Institusion
Universitas Bangka Belitung
Author
Andriano, (NIM. 2051111017)
Subject
S Agriculture (General)
Datestamp
2017-12-11 01:30:36
Abstract :
Tujuan dari penelitian ini adalah (1) mengetahui sector manakah yang menjadi pilihan masyarakat di Desa Ranggi Asam pasca tambang inkonvensional,(2) menghitung berapa besar pendapatan yang diperoleh masyarakat dari pilihan komoditi yang diusahakan, (3) mengetahui faktor-faktor apa saja yang mempengaruhi pilihan alternative kombinasi komoditi usahatani. Penelitian ini dilakukan di Desa Ranggi Asam Kecamatan Jebus Kabupaten Bangka Barat dan penelitian ini dilakukan bulan September 2014 sampai Agustus 2015. Metode penelitian yang digunakan adalah survei.Metode penarikan contoh dilakukan secara acak sederhana (simple random sampling) dilakukan kepada 32 responden, serta motode analisis yang digunakan yaitu analisis statistic deskriptif dan analisis regresi binary logistik.
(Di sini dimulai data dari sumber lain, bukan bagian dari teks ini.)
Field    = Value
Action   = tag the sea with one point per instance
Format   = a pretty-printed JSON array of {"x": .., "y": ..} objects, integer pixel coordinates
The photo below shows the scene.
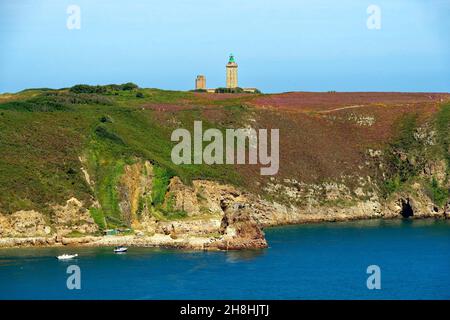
[{"x": 373, "y": 259}]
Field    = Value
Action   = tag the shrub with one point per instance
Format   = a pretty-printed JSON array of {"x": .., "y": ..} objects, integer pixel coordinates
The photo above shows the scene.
[{"x": 229, "y": 90}]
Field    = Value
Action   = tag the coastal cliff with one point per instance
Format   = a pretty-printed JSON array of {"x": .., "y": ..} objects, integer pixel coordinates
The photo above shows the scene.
[{"x": 100, "y": 163}]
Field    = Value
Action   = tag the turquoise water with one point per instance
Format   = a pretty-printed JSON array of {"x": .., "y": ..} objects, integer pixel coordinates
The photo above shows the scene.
[{"x": 326, "y": 261}]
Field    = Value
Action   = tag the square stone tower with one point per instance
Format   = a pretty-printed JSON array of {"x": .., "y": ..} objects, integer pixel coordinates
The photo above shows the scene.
[
  {"x": 200, "y": 82},
  {"x": 231, "y": 73}
]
Hasil penelitian ini menunjukkan bahwa (1) Pilihan masyarakat pasca tambang inkonvensional pada sub sector perkebunan yang terdiri dari komoditi lada, sawit dan karet, (2) Besarnya pendapatan petani dari usahatani lada putih per tahun sebesar Rp 47.431.608,00, sedangkan perbulannya sebesar Rp3.952.634,00. Sementara itu pendapatan petani sawit per tahunnya sebesar Rp19.800.286,00, sedangkan per bulannya, yaitu sebesar Rp 1.650.023,00. Untuk pendapatan petani karet per tahunnya sebesar Rp 9.433.164,00, dengan pendapatan per bulan sebesar Rp 786.097,00. Dan besarnya pendapatan usaha tambang inkonvensional per tahunnya sebesar Rp. 31.176.042,00 sedangkan perbulannya, yaitu sebesarRp 2.598.003,00. (3) Variabel yang berpengaruh terhadap faktor-faktor apa saja yang mempengaruhi pilihan alternative kombinasi komoditi usahatani, terdapat dua variabel yang mempengaruhi yaitu: pendapatan petani dan ketersediaan lahan.